Ordre National des Experts Comptables et Comptables Agréés du Sénégal
- Abbreviation: ONECCA
- Formation: February 10, 2000; 26 years ago
- Headquarters: Senegal
- Region served: Senegal
- Official language: French
- President: Mamour Fall
- Website: www.onecca.sn

= Ordre National des Experts Comptables et Comptables Agréés du Sénégal =

Professional organization of accountants in Senegal

The Ordre National des Experts Comptables et Comptables Agréés du Sénégal (ONECCA) or National Institute of Chartered Accountants of Senegal is a professional body in Senegal created on 10 January 2000.

ONECCA is a member of the Association of Accountancy Bodies in West Africa (ABWA), the International Federation of Accountants (IFAC) and the International Federation of Francophone Accountants.
ONECCA was a strong supporter of the Pan-African Federation of Accountants (PAFA), a project started in November 2006 and finally announced in May 2011. According to Abdou Aziz Dieye of ONECCA, promotion of international standards by PAFA would not just improve security of investments but would also help policymakers.

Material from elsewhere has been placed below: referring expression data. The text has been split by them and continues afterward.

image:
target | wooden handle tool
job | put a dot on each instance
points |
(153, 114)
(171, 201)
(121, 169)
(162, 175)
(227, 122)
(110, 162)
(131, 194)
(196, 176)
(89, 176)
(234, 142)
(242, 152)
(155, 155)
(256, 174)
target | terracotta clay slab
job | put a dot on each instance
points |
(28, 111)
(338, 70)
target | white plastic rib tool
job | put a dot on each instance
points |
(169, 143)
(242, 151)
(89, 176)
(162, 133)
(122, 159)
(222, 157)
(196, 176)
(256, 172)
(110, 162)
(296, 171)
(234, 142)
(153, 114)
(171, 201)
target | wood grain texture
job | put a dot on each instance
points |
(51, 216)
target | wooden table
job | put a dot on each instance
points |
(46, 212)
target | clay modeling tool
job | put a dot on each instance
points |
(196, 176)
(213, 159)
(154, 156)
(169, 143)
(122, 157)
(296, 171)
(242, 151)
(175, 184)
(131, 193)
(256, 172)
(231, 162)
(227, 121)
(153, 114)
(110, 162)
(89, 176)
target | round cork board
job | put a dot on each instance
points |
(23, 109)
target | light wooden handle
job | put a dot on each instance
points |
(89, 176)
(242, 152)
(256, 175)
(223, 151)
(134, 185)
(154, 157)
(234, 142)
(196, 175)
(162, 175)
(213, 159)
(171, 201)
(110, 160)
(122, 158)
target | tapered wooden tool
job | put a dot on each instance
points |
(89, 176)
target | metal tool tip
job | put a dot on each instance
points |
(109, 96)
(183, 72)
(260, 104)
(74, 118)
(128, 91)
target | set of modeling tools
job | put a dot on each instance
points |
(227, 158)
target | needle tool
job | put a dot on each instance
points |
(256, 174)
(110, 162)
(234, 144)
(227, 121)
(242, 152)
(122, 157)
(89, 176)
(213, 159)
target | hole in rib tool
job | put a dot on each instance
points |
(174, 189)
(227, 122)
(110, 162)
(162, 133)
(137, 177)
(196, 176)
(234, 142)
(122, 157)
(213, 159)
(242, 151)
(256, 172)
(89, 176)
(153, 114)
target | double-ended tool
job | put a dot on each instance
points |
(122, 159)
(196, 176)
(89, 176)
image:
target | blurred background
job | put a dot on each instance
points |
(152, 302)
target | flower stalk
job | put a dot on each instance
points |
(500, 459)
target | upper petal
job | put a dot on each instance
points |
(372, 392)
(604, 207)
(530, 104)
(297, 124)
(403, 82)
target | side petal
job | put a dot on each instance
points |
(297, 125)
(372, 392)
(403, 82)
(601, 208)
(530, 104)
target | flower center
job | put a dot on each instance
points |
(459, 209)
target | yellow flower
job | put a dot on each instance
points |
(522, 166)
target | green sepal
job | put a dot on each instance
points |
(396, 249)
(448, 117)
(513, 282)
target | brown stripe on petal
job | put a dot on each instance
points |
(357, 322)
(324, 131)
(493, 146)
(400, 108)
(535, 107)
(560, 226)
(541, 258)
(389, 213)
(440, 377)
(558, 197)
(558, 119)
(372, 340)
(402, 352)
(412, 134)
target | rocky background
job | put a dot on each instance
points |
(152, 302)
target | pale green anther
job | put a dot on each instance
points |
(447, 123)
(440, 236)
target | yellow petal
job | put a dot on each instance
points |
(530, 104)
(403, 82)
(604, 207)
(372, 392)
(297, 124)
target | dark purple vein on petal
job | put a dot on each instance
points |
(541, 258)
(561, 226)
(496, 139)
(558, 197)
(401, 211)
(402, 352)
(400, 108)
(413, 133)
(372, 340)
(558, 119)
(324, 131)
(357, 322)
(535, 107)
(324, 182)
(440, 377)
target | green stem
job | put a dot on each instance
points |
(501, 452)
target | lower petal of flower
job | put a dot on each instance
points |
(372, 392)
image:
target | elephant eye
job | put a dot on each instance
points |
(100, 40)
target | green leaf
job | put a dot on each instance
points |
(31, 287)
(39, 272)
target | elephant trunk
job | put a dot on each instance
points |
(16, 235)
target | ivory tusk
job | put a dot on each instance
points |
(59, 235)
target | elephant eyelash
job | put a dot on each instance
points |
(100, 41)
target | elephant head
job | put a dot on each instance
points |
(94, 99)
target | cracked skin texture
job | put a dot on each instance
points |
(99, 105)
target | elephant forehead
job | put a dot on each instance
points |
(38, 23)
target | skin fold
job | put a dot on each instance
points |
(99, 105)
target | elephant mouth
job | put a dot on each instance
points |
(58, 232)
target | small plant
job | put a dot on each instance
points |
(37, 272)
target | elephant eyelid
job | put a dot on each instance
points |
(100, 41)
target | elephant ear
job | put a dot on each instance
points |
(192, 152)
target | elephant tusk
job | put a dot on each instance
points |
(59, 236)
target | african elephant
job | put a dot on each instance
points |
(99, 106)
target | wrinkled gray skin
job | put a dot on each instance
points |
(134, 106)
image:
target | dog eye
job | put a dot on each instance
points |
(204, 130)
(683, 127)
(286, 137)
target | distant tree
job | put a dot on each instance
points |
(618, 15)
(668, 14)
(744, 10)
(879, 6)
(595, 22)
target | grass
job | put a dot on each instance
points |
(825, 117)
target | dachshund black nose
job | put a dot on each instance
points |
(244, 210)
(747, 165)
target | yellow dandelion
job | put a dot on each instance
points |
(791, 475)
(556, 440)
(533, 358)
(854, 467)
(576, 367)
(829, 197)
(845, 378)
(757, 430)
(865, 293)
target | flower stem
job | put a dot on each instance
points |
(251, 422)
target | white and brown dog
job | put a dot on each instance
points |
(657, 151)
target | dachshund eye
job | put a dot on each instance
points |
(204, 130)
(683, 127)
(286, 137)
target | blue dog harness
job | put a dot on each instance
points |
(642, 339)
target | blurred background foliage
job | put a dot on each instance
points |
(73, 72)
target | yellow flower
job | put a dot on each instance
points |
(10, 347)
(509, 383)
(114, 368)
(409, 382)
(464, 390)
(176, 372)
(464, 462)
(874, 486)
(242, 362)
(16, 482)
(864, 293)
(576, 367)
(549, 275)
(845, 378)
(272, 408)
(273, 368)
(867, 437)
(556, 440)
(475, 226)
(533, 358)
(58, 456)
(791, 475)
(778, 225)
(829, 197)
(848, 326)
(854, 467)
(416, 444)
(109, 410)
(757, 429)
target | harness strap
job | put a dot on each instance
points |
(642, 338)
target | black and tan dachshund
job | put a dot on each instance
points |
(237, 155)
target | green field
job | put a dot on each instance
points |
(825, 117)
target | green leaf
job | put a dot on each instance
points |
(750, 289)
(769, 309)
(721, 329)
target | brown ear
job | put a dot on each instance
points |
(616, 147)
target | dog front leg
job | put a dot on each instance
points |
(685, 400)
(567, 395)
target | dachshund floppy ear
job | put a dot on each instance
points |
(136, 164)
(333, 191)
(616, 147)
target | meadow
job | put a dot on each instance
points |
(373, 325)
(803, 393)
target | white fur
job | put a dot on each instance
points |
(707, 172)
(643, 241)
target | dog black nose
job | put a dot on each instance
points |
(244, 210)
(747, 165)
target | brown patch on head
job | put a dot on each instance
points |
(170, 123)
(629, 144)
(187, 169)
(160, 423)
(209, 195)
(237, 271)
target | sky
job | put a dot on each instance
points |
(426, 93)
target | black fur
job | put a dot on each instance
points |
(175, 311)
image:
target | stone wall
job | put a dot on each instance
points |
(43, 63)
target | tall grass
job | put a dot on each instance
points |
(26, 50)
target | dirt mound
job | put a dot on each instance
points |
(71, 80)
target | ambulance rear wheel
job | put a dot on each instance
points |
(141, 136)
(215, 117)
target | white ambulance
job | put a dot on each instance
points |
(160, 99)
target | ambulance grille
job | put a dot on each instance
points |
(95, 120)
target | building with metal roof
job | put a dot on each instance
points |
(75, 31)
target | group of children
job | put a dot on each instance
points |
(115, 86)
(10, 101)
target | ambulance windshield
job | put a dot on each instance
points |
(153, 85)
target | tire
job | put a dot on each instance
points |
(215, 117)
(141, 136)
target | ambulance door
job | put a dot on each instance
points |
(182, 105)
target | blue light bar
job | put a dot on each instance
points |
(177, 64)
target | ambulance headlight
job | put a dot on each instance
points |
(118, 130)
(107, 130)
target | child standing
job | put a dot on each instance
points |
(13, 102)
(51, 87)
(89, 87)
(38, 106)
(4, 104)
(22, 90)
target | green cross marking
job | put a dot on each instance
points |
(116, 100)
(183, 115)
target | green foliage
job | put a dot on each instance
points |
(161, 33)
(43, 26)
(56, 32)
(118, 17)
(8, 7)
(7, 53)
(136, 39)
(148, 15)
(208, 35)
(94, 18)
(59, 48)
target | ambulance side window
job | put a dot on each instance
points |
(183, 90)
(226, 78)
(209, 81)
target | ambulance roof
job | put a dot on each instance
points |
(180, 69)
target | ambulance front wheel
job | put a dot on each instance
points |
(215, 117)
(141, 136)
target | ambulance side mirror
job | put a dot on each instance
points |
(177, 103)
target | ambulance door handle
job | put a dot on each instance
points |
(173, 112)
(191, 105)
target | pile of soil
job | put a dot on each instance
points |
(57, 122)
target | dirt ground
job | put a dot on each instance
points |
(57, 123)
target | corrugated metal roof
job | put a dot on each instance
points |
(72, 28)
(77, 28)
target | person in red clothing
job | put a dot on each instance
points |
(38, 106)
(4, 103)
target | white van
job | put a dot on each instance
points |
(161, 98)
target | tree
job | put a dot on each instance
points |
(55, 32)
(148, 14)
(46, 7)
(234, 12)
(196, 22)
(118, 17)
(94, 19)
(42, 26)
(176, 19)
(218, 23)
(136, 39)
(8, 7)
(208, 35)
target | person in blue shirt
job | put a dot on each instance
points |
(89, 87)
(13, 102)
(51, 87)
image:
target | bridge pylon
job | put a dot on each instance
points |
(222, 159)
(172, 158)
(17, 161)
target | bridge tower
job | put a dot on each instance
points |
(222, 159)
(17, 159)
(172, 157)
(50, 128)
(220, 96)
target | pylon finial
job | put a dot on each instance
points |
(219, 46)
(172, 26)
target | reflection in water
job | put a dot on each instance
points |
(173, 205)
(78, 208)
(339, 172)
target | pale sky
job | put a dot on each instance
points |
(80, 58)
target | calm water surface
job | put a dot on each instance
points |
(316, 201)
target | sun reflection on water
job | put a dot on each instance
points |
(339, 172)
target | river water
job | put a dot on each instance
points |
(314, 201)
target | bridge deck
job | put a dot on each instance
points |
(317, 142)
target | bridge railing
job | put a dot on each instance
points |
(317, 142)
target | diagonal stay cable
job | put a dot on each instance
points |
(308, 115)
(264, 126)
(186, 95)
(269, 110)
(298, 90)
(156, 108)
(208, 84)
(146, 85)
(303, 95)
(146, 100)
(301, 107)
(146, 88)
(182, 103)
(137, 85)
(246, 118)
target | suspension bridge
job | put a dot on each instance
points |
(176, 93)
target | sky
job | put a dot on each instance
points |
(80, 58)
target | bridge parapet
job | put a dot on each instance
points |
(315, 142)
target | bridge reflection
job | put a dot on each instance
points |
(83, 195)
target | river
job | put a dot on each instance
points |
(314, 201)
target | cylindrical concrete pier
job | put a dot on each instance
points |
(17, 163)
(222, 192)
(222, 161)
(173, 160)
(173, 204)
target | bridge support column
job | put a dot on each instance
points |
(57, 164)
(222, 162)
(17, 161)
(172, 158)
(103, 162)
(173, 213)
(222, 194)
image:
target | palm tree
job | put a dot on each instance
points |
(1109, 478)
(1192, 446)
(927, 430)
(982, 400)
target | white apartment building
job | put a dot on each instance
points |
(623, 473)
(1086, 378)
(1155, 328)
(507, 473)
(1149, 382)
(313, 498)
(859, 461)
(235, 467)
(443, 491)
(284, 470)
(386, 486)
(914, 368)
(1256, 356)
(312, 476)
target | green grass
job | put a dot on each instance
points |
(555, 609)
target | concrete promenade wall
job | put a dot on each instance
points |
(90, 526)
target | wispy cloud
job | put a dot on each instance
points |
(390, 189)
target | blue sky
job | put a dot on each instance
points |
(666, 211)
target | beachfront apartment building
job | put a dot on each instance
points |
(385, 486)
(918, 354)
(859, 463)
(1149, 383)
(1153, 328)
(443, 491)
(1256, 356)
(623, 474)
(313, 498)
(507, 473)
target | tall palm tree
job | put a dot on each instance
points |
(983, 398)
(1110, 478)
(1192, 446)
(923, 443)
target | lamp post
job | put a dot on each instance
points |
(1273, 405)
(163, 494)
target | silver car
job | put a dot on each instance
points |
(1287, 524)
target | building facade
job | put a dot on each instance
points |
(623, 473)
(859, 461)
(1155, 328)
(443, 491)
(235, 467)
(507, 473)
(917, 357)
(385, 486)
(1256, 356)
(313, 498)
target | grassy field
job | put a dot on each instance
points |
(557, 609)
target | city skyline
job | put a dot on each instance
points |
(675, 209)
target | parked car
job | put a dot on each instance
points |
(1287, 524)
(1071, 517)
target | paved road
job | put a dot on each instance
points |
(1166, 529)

ONECCA has frequently expressed support for Small and Medium Enterprises (SMEs).
This was a key topic discussed with IFAC President Graham Ward during a July 2006 visit.
In a May 2011 workshop, the head of ONECCA called for measures such as investment clubs in school to make owners of small and medium enterprises aware that funding can be obtained through the stock exchange, not just the banks.
Despite the importance of its work, ONECCA is little known. The president has said that this is appropriate given the nature of the profession.